Ann asintió con la cabeza sin pronunciar palabra.

– ¿Estaban en su poder esta mañana cuando he ido a visitarla?

Prinst recibió una mirada tranquila y serena.

– Prefiero no responder a esa pregunta.

– De acuerdo. ¿Y este trozo de tela?

– Es un pañuelo, y pertenecía a la chica que vi en la playa el día que me atacaron -dijo entregándoselo al policía-. Y ahora, haga un esfuerzo por identificar el olor que desprende.

– Es un aroma extraño, como a fruta…

– Es cloroformo -aclaró Ann Marie.

– ¿Tiene idea de lo que significa?

– Esto podría explicar por qué las mujeres apenas presentaban signos de lucha. No podían defenderse de su agresor porque éste las narcotizaba antes de abusar de ellas y después estrangularlas.

– Bueno, al menos tenemos un punto de partida. En esta isla no hay demasiados sitios donde se pueda obtener cloroformo: sólo en la misión y en la clínica del doctor White.

Ann deseaba añadir que también en el almacén de la mansión. Pero ella nunca acusaría a su marido. A fin de cuentas, ¿qué podría demostrar? La respuesta era nada: que había recibido varios objetos de un desconocido, que había hallado un trozo de cristal en la mano de una chica de color asesinada, y, por último, que la noche en que desapareció la última mujer, Jake regresó muy tarde sin darle explicaciones. La existencia del cloroformo en el almacén estaba justificada por su uso como insecticida, y cualquier empleado podía tener acceso a él. No, aquello no eran pruebas, eran suposiciones de una mujer histérica que había sufrido un golpe en la cabeza durante un accidente y una pérdida de memoria a consecuencia de una agresión.

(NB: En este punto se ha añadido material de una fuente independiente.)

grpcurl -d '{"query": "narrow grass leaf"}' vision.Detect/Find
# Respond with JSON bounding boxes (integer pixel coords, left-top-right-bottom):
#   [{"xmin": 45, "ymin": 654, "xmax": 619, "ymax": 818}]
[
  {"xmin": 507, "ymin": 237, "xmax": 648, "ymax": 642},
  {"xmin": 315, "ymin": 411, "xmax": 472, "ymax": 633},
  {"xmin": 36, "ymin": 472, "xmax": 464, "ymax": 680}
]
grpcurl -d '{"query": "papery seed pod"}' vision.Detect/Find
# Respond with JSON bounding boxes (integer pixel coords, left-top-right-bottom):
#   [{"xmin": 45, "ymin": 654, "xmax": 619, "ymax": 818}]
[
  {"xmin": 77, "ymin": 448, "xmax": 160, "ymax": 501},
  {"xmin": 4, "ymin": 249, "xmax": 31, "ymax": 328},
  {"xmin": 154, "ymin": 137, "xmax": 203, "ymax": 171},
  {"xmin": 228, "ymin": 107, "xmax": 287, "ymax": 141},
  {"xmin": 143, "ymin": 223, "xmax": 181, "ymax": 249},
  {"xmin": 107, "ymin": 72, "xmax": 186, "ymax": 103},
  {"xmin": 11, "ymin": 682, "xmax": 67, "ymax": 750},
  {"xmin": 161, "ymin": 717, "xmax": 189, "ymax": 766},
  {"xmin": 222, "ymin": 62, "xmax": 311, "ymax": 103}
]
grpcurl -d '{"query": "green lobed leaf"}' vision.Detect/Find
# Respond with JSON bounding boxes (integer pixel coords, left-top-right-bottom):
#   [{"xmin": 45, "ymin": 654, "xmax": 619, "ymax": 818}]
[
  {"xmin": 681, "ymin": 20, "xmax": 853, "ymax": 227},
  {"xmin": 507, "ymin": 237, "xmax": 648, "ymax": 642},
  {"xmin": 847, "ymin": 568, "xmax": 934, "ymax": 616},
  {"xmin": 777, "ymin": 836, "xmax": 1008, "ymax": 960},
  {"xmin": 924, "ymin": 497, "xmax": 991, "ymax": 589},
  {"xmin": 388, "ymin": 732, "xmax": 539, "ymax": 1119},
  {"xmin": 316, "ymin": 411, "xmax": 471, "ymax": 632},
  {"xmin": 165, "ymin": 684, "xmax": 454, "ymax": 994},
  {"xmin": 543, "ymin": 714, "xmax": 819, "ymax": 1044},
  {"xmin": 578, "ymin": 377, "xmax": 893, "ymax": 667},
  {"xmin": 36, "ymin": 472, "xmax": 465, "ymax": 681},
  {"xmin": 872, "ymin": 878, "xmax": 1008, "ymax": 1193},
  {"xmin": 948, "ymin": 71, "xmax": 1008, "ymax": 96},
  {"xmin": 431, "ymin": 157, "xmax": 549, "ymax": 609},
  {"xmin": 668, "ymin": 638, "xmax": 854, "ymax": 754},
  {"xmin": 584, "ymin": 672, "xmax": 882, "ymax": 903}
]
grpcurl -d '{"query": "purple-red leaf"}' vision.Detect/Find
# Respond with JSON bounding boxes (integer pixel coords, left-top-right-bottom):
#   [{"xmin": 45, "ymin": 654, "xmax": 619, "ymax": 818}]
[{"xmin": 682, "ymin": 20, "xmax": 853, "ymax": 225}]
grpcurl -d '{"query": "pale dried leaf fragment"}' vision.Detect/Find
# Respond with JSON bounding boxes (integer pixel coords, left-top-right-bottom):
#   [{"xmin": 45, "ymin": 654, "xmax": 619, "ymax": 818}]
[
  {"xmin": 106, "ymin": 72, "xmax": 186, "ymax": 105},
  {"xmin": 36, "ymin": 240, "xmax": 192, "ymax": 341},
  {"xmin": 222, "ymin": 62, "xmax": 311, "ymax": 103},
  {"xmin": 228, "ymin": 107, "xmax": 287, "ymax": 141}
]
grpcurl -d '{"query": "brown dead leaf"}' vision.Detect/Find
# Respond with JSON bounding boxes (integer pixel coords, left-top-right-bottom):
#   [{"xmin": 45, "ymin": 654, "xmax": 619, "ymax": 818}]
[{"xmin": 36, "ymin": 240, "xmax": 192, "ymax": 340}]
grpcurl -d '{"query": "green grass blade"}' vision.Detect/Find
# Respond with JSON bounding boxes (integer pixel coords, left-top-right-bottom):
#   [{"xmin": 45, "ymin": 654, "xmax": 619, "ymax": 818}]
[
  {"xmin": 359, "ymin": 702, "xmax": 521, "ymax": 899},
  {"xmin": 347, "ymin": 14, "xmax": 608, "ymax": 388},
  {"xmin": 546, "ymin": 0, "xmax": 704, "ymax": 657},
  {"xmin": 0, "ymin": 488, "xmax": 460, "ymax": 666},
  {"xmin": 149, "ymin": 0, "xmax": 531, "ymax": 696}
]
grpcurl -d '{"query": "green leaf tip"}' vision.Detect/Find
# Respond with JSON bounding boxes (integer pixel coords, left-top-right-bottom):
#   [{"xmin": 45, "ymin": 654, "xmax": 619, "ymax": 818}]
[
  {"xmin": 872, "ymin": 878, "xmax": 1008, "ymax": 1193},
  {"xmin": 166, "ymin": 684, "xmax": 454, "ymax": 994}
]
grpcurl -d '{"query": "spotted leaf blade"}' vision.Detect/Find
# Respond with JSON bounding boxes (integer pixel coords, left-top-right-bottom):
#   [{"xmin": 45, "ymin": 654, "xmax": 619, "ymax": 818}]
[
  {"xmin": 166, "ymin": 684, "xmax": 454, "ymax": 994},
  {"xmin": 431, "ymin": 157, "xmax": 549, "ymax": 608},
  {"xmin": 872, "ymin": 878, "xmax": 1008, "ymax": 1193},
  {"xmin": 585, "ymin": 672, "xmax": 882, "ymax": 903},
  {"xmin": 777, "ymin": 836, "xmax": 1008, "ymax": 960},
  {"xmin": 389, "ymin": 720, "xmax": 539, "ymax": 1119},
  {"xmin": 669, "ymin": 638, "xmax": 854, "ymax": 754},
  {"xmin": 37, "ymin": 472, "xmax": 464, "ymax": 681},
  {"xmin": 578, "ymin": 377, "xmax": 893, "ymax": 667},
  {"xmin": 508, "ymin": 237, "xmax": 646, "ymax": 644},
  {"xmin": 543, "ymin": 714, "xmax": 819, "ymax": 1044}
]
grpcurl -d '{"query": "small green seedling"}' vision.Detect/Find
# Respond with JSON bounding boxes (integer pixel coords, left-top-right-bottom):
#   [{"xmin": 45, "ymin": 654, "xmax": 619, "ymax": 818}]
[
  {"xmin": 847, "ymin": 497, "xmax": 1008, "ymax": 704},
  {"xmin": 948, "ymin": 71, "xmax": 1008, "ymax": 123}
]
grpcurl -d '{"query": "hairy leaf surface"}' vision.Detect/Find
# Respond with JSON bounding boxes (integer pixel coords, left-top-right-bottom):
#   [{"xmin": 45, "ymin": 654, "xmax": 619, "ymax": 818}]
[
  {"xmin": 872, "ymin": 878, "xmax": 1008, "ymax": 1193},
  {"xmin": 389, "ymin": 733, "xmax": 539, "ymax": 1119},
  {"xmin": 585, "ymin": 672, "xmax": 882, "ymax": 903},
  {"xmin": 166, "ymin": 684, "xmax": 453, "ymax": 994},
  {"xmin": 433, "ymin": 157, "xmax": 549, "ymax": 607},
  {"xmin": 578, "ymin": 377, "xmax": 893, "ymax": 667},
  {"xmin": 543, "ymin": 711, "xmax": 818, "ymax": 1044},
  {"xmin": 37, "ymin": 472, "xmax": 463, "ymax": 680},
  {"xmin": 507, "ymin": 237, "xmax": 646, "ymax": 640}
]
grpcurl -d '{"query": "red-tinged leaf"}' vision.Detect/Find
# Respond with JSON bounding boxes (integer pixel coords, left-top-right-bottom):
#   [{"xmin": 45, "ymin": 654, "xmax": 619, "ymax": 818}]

– En cuanto a los cristales…

– El dueño de la montura es el asesino -señaló Ann contundente.

– ¿Sospecha de alguien en particular? -Prinst la miraba con interés.

– Averiguar eso es su trabajo, no el mío -contestó levantándose-. Yo he cumplido con mi deber, haga usted lo mismo.

– ¿Sabe, señora Edwards? Es usted muy intuitiva. Habría sido una buena investigadora. -Prinst se levantó de su sillón y se acercó a ella.

Jake entró en el dormitorio, llamando a su mujer. La buscó en el cuarto de baño, en la terraza, en la habitación contigua. Bajó a la playa y recorrió todas las estancias hasta convencerse de que Ann no estaba en la casa. Su ausencia lo alarmó.